Los espejos de Shanghai

La realidad etiquetada

En casi todas las culturas se ha dado siempre mucha importancia a la diferencia entre lo masculino y lo femenino. En las definiciones de los principios chinos del yin y del yang, una de ellas es que el yin representa lo femenino y el yang lo masculino.

línea femenina

línea masculina

En el también chino oráculo del Yijing (I Ching) las líneas cortadas son femeninas y las continuas masculinas, probablemente por una fácil identificación entre los órganos genitales del macho y los de la hembra.
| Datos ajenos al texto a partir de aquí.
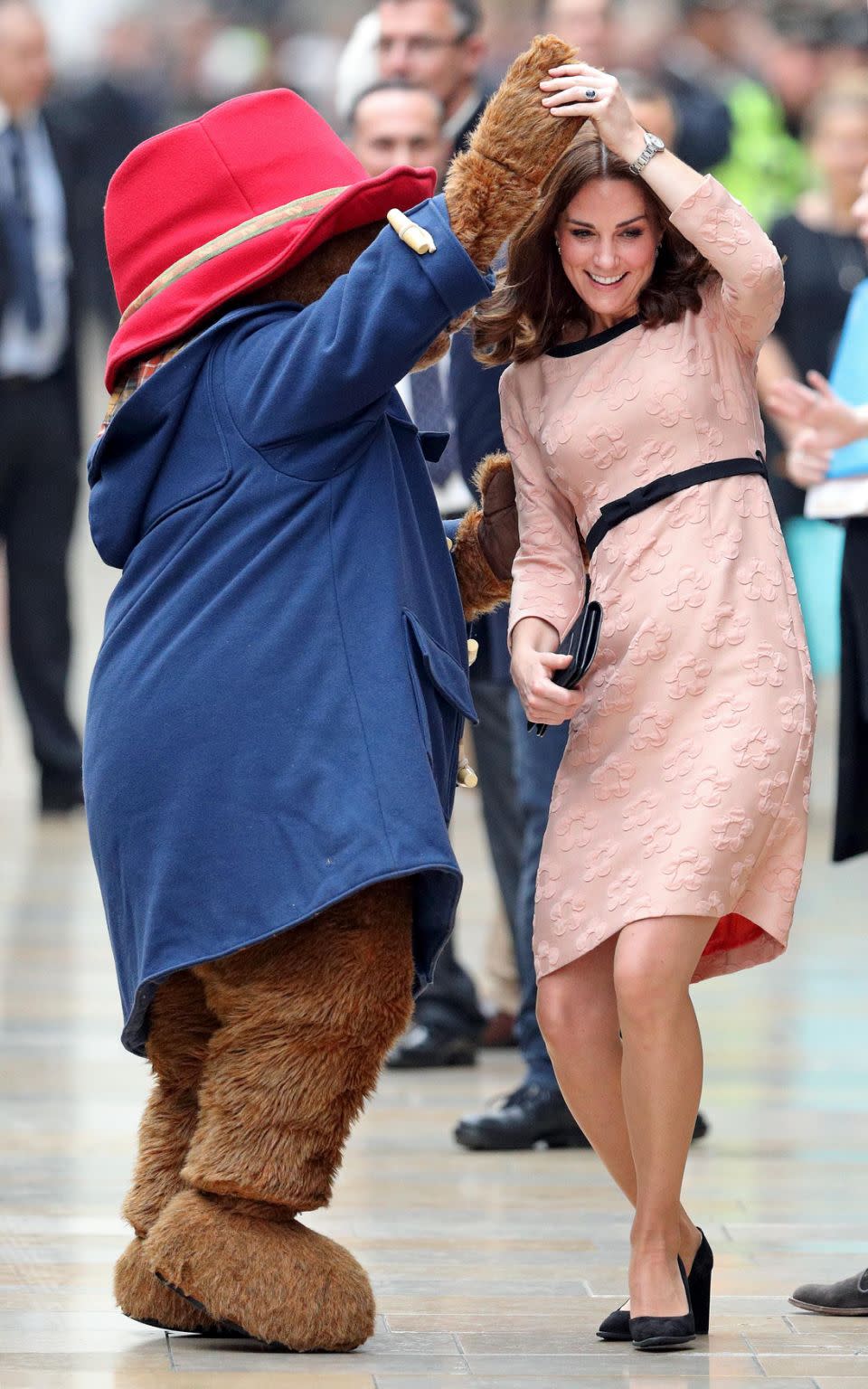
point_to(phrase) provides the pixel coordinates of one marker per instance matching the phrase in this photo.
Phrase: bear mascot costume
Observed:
(275, 712)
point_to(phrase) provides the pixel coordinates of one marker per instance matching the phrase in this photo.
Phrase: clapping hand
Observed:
(826, 421)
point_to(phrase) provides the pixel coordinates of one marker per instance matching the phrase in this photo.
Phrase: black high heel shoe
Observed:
(617, 1326)
(665, 1332)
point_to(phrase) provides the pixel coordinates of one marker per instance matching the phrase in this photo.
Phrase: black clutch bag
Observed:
(580, 643)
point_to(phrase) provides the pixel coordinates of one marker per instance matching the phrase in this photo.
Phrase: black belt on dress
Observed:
(661, 487)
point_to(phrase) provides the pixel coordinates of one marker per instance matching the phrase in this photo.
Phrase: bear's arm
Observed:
(292, 373)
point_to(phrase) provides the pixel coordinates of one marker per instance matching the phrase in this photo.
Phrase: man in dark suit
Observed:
(38, 394)
(438, 44)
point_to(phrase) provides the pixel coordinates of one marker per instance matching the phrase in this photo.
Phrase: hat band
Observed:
(228, 241)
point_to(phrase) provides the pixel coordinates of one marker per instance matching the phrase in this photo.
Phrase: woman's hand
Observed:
(806, 466)
(826, 422)
(533, 667)
(578, 90)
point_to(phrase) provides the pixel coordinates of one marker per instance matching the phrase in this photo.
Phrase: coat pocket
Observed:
(443, 700)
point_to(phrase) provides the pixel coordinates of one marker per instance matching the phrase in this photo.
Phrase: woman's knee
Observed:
(568, 1011)
(650, 976)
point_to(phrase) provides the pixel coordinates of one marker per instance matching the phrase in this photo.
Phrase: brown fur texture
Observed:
(494, 185)
(487, 539)
(281, 1282)
(306, 1023)
(181, 1025)
(143, 1298)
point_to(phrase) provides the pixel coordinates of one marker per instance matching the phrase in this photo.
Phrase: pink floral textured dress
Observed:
(685, 781)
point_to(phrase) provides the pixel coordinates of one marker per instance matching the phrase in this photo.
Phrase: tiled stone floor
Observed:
(489, 1270)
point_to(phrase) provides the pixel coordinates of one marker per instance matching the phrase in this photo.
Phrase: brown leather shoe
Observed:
(844, 1299)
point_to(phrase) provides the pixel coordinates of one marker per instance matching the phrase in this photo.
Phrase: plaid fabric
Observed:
(140, 373)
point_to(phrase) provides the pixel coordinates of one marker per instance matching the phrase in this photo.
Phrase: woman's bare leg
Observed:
(661, 1080)
(578, 1015)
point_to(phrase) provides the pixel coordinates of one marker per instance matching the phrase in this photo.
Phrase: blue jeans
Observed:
(536, 761)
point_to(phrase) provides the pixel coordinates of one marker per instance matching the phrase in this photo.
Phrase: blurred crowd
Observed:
(769, 95)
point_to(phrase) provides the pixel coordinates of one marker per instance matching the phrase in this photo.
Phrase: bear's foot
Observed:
(143, 1298)
(277, 1280)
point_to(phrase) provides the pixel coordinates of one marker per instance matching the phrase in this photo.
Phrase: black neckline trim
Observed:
(596, 339)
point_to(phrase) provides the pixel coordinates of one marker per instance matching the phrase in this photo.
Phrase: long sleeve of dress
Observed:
(547, 572)
(741, 254)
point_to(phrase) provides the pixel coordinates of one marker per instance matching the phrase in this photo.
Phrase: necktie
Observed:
(429, 414)
(18, 222)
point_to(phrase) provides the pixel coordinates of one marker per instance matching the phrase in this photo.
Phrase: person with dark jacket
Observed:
(38, 393)
(826, 422)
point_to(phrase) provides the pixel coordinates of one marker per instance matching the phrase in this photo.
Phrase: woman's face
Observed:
(609, 246)
(841, 145)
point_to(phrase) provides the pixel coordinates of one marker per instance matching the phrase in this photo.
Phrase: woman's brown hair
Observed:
(533, 302)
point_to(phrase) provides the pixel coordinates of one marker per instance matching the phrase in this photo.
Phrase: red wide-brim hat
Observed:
(217, 206)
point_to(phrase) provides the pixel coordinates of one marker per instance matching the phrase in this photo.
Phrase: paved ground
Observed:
(489, 1270)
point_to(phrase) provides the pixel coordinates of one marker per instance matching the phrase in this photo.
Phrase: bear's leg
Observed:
(181, 1025)
(306, 1023)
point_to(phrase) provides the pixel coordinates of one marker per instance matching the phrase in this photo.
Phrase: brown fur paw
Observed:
(494, 185)
(277, 1280)
(479, 586)
(142, 1298)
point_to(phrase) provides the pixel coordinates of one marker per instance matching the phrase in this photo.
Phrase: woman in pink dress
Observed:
(634, 306)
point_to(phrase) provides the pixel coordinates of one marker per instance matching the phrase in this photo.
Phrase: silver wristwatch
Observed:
(653, 145)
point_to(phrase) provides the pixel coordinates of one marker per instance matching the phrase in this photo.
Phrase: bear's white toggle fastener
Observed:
(411, 233)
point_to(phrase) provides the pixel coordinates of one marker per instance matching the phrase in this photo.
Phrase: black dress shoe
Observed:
(617, 1326)
(529, 1116)
(844, 1299)
(665, 1332)
(61, 793)
(424, 1047)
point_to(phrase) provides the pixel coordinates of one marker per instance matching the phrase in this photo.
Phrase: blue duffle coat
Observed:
(275, 710)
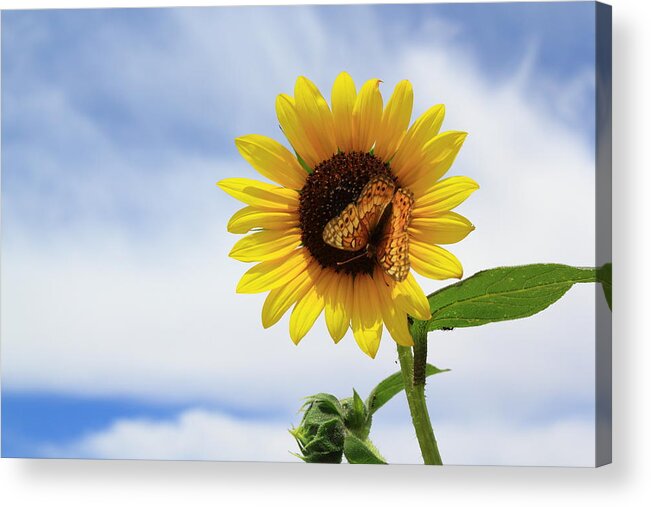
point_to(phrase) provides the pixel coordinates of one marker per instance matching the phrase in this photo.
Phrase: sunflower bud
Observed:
(321, 433)
(356, 416)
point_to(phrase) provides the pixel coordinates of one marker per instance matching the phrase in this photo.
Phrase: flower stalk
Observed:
(411, 366)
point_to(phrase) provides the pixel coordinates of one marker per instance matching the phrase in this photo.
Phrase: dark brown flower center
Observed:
(334, 184)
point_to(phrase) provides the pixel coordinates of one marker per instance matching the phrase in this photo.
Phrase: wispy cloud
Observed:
(210, 435)
(116, 279)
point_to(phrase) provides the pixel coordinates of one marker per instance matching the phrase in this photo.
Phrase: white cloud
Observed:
(210, 435)
(194, 434)
(95, 310)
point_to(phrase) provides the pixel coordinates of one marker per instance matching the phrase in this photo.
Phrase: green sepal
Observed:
(358, 451)
(356, 417)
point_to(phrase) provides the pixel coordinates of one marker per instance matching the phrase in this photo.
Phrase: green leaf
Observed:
(391, 386)
(358, 451)
(503, 294)
(605, 277)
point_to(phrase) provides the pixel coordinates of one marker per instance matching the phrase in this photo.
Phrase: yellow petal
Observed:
(337, 308)
(343, 101)
(279, 300)
(291, 126)
(367, 115)
(250, 218)
(394, 318)
(306, 311)
(433, 261)
(409, 296)
(395, 120)
(438, 155)
(366, 317)
(272, 160)
(442, 229)
(271, 274)
(261, 195)
(266, 245)
(444, 196)
(315, 118)
(410, 152)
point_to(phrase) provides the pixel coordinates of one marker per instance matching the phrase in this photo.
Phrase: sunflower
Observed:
(357, 206)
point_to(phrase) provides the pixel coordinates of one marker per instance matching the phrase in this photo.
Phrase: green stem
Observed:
(415, 390)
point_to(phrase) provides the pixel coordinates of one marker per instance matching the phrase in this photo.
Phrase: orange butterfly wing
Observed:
(393, 249)
(352, 228)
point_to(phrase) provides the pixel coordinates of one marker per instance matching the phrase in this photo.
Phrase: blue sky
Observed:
(117, 123)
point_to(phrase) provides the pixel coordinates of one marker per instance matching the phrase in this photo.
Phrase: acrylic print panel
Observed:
(134, 290)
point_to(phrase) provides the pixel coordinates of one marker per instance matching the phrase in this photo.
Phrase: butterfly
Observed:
(380, 204)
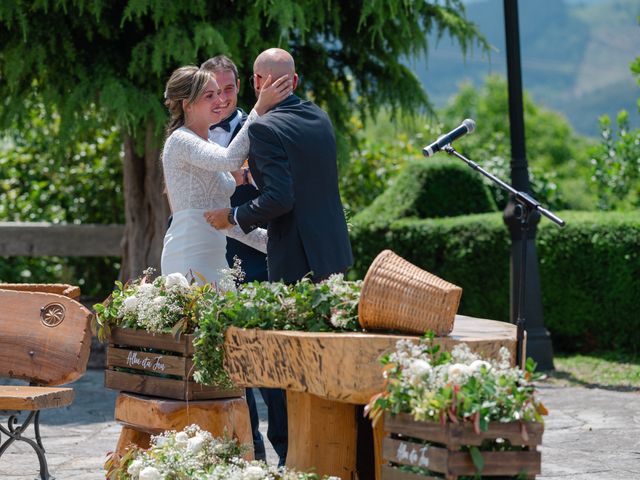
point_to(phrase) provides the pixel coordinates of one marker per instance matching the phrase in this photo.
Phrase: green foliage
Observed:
(616, 165)
(119, 55)
(431, 189)
(43, 179)
(616, 161)
(456, 387)
(471, 251)
(556, 155)
(317, 307)
(558, 158)
(170, 304)
(589, 271)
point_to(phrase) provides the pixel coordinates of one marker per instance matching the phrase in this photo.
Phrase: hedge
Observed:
(590, 270)
(431, 189)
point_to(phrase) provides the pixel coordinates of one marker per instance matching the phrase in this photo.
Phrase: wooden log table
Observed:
(328, 375)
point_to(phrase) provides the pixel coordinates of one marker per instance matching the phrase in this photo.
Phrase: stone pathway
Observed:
(591, 434)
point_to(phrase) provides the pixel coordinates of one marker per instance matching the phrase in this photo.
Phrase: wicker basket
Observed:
(70, 291)
(397, 295)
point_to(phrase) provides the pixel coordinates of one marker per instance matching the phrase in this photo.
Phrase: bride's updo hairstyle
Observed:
(186, 83)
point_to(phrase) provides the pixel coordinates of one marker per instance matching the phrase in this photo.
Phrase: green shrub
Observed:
(590, 270)
(431, 189)
(42, 179)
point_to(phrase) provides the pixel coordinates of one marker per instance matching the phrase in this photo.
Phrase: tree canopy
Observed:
(118, 54)
(113, 57)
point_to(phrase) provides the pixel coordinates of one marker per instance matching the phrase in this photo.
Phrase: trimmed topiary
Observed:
(431, 189)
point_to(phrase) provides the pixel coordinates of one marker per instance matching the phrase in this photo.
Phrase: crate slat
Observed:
(164, 387)
(158, 341)
(148, 362)
(445, 456)
(415, 454)
(392, 473)
(455, 435)
(496, 463)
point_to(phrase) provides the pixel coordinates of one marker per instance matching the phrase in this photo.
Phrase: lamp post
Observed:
(538, 338)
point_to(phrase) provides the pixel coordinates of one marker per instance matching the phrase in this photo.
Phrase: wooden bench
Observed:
(45, 338)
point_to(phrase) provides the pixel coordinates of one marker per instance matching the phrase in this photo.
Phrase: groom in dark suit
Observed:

Los chinos de la época zhou (y quizá también los de la época shang anterior) se anticiparon en tres o cuatro mil años a Sigmund Freud, que estaba obsesionado por encontrar falos o vaginas en todas partes:

“La fusta, el bastón, la pica y otros muchos objetos de este género son corrientes símbolos fálicos”.

“En los sueños de los hombres encontramos muchas veces la corbata como símbolo del pene, no sólo por colgar por delante y ser prenda característica del hombre, sino porqu e puede ser elegida a capricho, cosa que la naturaleza no nos permite hacer con respecto al miembro simbolizado”.

“símbolos de los genitales femeninos… huecos (estuches, cajas, cajones, etc.)”

Freud, que siempre llevaba un puro en la mano, tuvo que luchar contra sus propios discípulos interpretadores y en una ocasión, cuando le llamaron la atención acerca del símbolo fálico que sostenía en la mano, respondió enfurecido: “A veces un puro es sólo un puro”.

También en la cultura judeo-cristiana-islámica encontramos la férrea distinción entre la mujer y el hombre, que ya en el Paraíso muestran sus cualidades, siendo la de la mujer la de la curiosidad inmoderada, que lleva a la perdición a la especie humana y que nos condena por culpa del pecado de nuestra primera madre. Algo semejante ocurre cuando la también curiosa Pandora abre la caja de los bienes y los deja escapar (según otras versiones, la caja contenía los males).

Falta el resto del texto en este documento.